Questions about ″formalizing instrumental goals”

Epistemic Status: Autodidact outsider who suspects he has something to add to the conversation about AI risk.


This essay raises questions about the methodology, and thus conclusions, reached in the paper “Formalizing Convergent Instrumental Goals.” This paper concluded that convergent instrumental goals common to any AGI would likely lead that AGI to consume increasing amounts of resources from any agents around it, and that cooperative strategies would likely give way to competitive ones as the AGI increases in power. The paper made this argument using a toy model of a universe in which agents obtain resources in order to further their capacity to advance their goals.

In response, I argue that simplifications in the model of resource usage by an AI have led to incorrect conclusions. The simplifications, by themselves, do not change the conclusion. Rather, it is the combinatorial interaction of the simplifying assumptions which possibly brings the conclusion into doubt. The simplifying assumptions ‘cover up’ aspects of reality which have combinatorial interactions, and thus the model eliminates these interactions from consideration when evaluating which goals are likely to be convergent instrumental subgoals of an AGI.

The summary of the objection is this:

Absent a totally accurate understanding of reality (and all of the future consequences of its actions), and subject to the random decay and breakdown of any single part of its physiology, an AGI may end up being extremely gentle because it doesn’t want to kill itself accidentally. Taking care of other agents in its environment may end up being the lowest risk strategy for an AGI, for reasons that the original paper simplified away by eliminating the possibility of risks to the AGI.

I understand that I am an amateur here, questioning conclusions in what looks to be an important paper. I hope that that amateur status will not dissuade readers from considering the claim made herein.

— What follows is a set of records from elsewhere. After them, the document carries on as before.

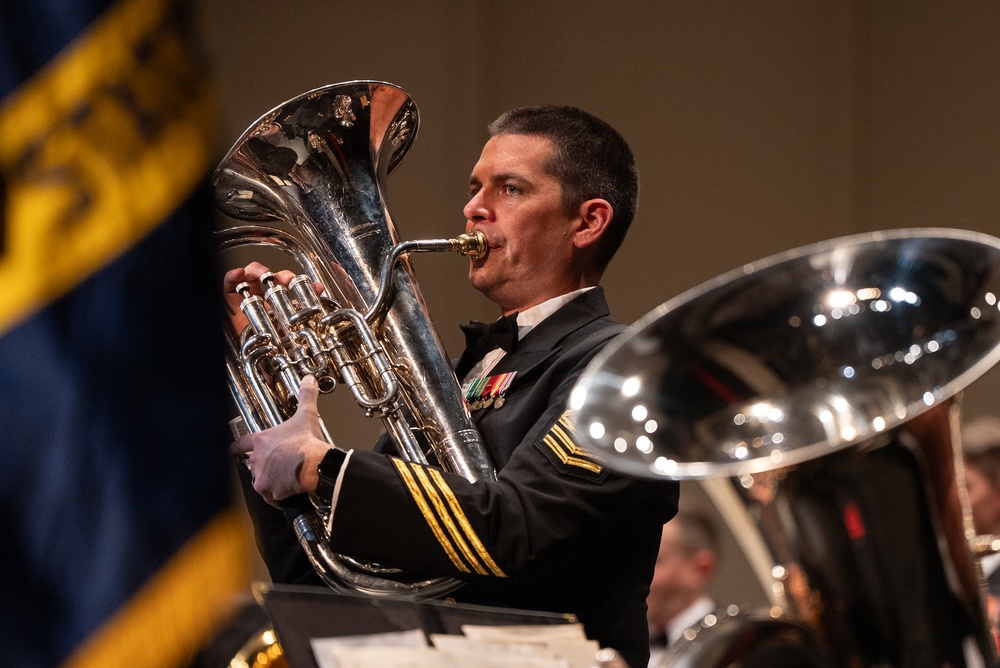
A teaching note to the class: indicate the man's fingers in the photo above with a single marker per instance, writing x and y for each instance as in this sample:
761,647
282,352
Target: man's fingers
241,446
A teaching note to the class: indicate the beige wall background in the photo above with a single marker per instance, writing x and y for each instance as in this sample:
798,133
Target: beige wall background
757,126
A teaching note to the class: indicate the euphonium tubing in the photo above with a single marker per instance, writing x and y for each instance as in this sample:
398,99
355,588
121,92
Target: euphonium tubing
307,178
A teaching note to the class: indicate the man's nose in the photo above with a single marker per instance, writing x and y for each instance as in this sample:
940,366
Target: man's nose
475,209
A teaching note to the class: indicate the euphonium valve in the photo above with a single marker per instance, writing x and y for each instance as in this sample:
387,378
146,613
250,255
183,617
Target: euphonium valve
306,179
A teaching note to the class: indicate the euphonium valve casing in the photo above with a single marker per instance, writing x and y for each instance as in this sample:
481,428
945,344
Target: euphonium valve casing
316,165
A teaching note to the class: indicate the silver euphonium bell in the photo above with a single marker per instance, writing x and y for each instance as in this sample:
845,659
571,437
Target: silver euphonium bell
813,395
315,165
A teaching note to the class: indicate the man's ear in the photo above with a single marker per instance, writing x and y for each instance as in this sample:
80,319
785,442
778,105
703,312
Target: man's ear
595,216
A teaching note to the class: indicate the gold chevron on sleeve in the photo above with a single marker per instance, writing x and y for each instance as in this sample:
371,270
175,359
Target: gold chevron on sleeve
429,516
561,441
460,516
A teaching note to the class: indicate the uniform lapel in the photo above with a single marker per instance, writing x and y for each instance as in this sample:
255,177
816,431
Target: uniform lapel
544,341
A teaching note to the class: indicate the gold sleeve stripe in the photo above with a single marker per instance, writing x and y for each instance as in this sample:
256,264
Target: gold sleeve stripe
445,518
565,422
428,514
561,443
459,514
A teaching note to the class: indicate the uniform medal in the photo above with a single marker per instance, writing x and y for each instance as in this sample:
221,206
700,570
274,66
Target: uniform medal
488,391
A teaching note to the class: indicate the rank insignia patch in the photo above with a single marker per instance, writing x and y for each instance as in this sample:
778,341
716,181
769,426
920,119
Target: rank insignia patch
561,448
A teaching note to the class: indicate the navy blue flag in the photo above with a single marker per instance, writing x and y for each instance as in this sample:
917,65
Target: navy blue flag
120,544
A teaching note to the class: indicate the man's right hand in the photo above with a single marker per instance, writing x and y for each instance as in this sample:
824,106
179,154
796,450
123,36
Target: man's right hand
250,274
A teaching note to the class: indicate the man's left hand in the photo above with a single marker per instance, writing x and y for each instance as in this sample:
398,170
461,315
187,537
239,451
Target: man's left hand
285,458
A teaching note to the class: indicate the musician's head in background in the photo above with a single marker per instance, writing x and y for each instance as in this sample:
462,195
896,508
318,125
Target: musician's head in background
685,566
554,191
981,451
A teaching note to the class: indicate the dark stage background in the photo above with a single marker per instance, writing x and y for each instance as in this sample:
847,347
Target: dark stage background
758,127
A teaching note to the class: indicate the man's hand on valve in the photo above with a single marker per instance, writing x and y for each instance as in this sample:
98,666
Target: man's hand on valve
251,275
284,459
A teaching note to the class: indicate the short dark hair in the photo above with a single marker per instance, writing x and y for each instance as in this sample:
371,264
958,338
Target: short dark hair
591,160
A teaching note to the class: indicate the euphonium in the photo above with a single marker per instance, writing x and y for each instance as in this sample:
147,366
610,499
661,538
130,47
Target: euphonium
315,165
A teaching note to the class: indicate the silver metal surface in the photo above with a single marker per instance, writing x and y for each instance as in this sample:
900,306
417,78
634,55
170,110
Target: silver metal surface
315,166
816,390
795,356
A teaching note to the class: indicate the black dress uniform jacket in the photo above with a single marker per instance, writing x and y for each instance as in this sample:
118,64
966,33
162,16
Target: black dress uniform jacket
558,531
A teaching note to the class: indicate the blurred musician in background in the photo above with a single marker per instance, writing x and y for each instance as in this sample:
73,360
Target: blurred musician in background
554,191
686,563
981,453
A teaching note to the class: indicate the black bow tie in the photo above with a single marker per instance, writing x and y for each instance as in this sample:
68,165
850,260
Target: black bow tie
480,338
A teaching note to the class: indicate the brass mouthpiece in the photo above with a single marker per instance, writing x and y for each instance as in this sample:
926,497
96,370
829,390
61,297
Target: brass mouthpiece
472,244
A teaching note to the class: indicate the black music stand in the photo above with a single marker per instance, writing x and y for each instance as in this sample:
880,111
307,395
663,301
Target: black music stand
300,613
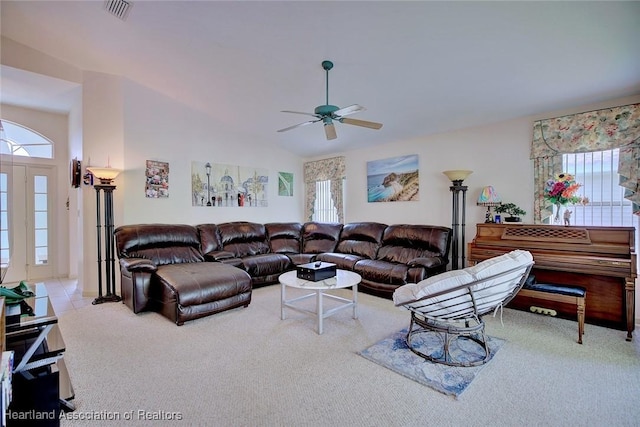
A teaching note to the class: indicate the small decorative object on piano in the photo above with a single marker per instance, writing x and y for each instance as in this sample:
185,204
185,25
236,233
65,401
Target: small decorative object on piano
316,271
513,210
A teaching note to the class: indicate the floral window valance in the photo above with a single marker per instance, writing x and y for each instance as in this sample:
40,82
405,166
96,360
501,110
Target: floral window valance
322,170
332,169
597,130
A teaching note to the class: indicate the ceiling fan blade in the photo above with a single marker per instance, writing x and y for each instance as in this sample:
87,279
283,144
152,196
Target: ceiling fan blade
330,131
351,109
363,123
300,112
298,125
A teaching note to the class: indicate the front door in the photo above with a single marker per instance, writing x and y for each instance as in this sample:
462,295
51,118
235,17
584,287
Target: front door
26,216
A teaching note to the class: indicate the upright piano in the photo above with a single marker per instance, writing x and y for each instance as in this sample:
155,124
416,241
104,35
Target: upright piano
600,259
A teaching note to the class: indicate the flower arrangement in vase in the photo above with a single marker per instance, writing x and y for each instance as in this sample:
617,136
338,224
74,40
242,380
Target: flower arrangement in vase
561,191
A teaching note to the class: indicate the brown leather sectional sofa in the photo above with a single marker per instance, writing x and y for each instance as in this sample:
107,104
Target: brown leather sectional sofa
186,272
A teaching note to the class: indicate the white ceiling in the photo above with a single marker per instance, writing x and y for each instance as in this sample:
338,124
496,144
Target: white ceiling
419,67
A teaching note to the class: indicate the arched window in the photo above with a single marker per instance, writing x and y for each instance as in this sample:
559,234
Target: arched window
22,141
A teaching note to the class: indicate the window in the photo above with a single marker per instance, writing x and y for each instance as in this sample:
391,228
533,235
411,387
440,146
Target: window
324,190
598,174
324,209
22,141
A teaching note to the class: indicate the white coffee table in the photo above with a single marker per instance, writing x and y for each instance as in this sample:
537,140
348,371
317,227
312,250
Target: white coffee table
343,279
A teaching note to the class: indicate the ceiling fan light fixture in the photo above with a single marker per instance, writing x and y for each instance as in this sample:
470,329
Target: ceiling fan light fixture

This paper is not an argument that AI risk doesn’t exist, or isn’t existential. On the contrary, it is an argument that a sole focus on the alignment problem ends up obscuring significant differences in risks between different approaches taken to construct an AGI. If the alignment problem is unsolvable (and I suspect that it is), we are ignoring the difference between existing risks that are likely to, or in some cases, already are, manifest.

This paper is structured as follows:

  1. First, the original paper is summarized

  2. The objections to the paper are laid out in terms of real risks to an AGI that the original paper elides

  3. Lastly, potential responses are considered

Summary of “Formalizing Convergent Instrumental Goals”

The purpose of “Formalizing Convergent Instrumental Goals” was to provide a rigorous framework for assessing claims about convergent instrumental subgoals. In short, any AGI will want to pursue certain goals such as ‘gather resources for itself,’ ‘protect itself’, etc. The paper tries to resolve questions about whether these instrumental goals would possibly include human ethics or whether they would lead to unethical behavior.

The paper attempts to resolve this dispute with a formal model of resources available for use by an agent in the universe. The model is developed and then results are given:

“This model further predicts that agents will not in fact “leave humans alone” unless their utility function places intrinsic utility on the state of human-occupied regions: absent such a utility function, this model shows that powerful agents will have incentives to reshape the space that humans occupy.“

I agree that if this model is an accurate description of how an AGI will work, then its results hold. But in order to accept the results of any model, we have to ask how accurate its assumptions are. The model is given as follows:

“We consider an agent A taking actions in a universe consisting of a collection of regions, each of which has some state and some transition function that may depend on the agent’s action. The agent has some utility function U A over states of the universe, and it attempts to steer the universe into a state highly valued by U A by repeatedly taking actions, possibly constrained by a pool of resources possessed by the agent. All sets will be assumed to be finite, to avoid issues of infinite strategy spaces.”

At first glance, this seems like a fine formulation of the problem. But there are several simplifying assumptions in this model. By themselves, these assumptions don’t seem to matter much. I believe if you look at them in isolation, they don’t really change the conclusion.

However, I believe that there is an interaction between these incorrect assumptions that does change the conclusion.

Simplifying Assumptions

The three relevant simplifying assumptions are:

  • The agent acts with total knowledge of the entire universe, rather than using sensory devices to supply information to a map of itself and its environment

  • The agent is a disembodied ‘owner and deployer of resources’, rather than a result of the interaction of resources

  • Resources do not decay over time

Each of these individual assumptions, I think, doesn’t change the conclusion.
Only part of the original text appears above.